No caso de seu Armindo, ter o posto perto de casa é uma facilidade. Se tiver de se deslocar da UBS até o Postão, terá de percorrer cerca de cinco quilômetros, o equivalente a 15 minutos de carro. Mas, se o paciente depender de ônibus, como o aposentado, o trajeto levará em torno de meia-hora.

Além do bairro Cruzeiro, a UBS é referência para moradores do Belvedere, De Zorzi, Diamantino, parte do Vila Leon e do Petrópolis e a localidade de São Luiz da 6ª Légua, onde mora o também aposentado João Antenor da Silva, 70.

— Aqui tem de ter médico — diz seu João, apreensivo.

Para o coordenador da associação de moradores do bairro (Amob) Cruzeiro, Nelson Acioly Vieira Filho, manter o número inicial de médicos previsto (dois) seria dever do poder público:

— Na verdade, dois já é o mínimo. Mas aqui só tem um e, agora, nenhum. Vamos ficar com uma população desse tamanho sem atendimento? Aí, chega um idoso, nesse inverno rigoroso, vai mandar ele para o plantão? Como, se lá está sempre superlotado? A pessoa já está sensibilizada pelo fato de estar doente e, no momento em que ela mais precisa de atenção, é largada lá no plantão para ficar quantas horas esperando?

O gerente da UBS explica que pediu à prefeitura a substituição do profissional que está em licença-prêmio desde o início de maio deste ano, porque, na sequência, ele irá se aposentar, ou seja, não voltará a atividade, abrindo uma vaga. Segundo Moraes, a prefeitura teria acenado com a destinação de um profissional. O problema é conseguir um médico que queira assumir a vaga.

— A vaga está aberta e ele pode ser substituído a qualquer momento. Só que não tem médico — diz.

A chance de conseguir um clínico está nos concursados se apresentarem e um deles aceitar trabalhar no Cruzeiro. Mesmo assim, dependerá do tempo de tramitação do processo de contratação. No caso de profissionais em férias, o gestor diz que não é prevista a substituição.

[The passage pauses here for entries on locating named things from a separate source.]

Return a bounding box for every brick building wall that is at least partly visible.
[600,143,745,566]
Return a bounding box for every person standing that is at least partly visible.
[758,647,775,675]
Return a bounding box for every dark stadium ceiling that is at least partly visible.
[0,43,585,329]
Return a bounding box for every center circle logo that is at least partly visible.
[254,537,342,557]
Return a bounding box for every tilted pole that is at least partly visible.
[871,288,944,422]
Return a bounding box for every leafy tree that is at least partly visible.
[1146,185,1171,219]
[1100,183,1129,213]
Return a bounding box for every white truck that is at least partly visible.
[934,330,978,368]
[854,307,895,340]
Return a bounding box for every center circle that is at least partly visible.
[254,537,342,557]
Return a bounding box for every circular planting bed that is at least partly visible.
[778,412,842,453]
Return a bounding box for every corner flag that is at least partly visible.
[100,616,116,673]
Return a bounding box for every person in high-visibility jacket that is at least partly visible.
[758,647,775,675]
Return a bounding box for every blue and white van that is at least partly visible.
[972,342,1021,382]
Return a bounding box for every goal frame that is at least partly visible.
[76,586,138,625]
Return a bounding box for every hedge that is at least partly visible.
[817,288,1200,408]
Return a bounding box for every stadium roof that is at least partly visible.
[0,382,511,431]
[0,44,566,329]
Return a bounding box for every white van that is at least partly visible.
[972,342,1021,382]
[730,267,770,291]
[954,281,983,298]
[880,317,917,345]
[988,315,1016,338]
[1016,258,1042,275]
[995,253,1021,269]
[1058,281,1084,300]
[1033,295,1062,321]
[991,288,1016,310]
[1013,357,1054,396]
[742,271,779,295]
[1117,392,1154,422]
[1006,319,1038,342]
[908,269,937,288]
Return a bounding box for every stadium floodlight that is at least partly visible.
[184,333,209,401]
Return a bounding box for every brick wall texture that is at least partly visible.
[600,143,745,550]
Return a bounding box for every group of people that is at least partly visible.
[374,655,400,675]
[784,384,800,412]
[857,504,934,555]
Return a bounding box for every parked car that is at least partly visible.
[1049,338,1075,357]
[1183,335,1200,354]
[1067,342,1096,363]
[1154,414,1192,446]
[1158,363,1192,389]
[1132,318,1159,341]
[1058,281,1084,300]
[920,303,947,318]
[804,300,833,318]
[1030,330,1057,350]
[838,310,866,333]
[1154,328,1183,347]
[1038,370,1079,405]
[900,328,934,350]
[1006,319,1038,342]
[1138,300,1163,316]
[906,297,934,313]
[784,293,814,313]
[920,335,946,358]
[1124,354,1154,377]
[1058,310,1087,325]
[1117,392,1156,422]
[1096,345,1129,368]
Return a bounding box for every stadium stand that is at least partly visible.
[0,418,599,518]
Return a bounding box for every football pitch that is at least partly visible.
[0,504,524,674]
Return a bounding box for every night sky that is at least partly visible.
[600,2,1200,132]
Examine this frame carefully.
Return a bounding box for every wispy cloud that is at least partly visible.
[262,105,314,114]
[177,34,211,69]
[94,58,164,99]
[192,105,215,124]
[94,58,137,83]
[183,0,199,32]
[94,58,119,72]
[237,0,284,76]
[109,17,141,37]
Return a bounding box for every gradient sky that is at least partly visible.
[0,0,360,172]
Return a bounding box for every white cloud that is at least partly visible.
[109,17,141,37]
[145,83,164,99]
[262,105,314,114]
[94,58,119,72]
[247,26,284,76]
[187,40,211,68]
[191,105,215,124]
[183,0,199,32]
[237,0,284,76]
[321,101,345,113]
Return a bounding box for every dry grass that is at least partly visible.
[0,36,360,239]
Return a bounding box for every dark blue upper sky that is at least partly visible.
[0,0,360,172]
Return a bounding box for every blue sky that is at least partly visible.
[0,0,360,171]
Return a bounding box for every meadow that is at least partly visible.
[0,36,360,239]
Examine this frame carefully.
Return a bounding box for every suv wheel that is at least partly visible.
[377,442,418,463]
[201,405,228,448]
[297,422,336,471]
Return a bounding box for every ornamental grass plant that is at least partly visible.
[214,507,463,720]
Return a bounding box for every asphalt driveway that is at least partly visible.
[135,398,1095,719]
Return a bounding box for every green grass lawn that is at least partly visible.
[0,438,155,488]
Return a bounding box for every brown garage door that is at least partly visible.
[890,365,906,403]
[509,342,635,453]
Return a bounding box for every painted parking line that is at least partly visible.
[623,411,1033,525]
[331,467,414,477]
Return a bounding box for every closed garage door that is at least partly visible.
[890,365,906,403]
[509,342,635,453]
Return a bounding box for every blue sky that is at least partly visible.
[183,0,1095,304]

26 pessoas deixam de ser atendidas ao dia

Com a falta do médico na UBS Cruzeiro, 26 pessoas deixarão de ser atendidas por dia no local. O quantitativo leva em consideração o número de pacientes assistidos pelo clínico atual diariamente, de segunda a sexta-feira, na unidade.

A orientação é para que os pacientes continuem procurando a unidade. 

Os casos de urgência serão encaminhados para o Postão ou para Unidade de Pronto-Atendimento (UPA) Zona Norte. Os demais, não urgentes, ou serão destinados para a unidades Planalto e Cristo Redentor ou, se puderem aguardar, serão agendados para quando o médico da unidade Cruzeiro voltar das férias, 15 dias a contar da segunda-feira.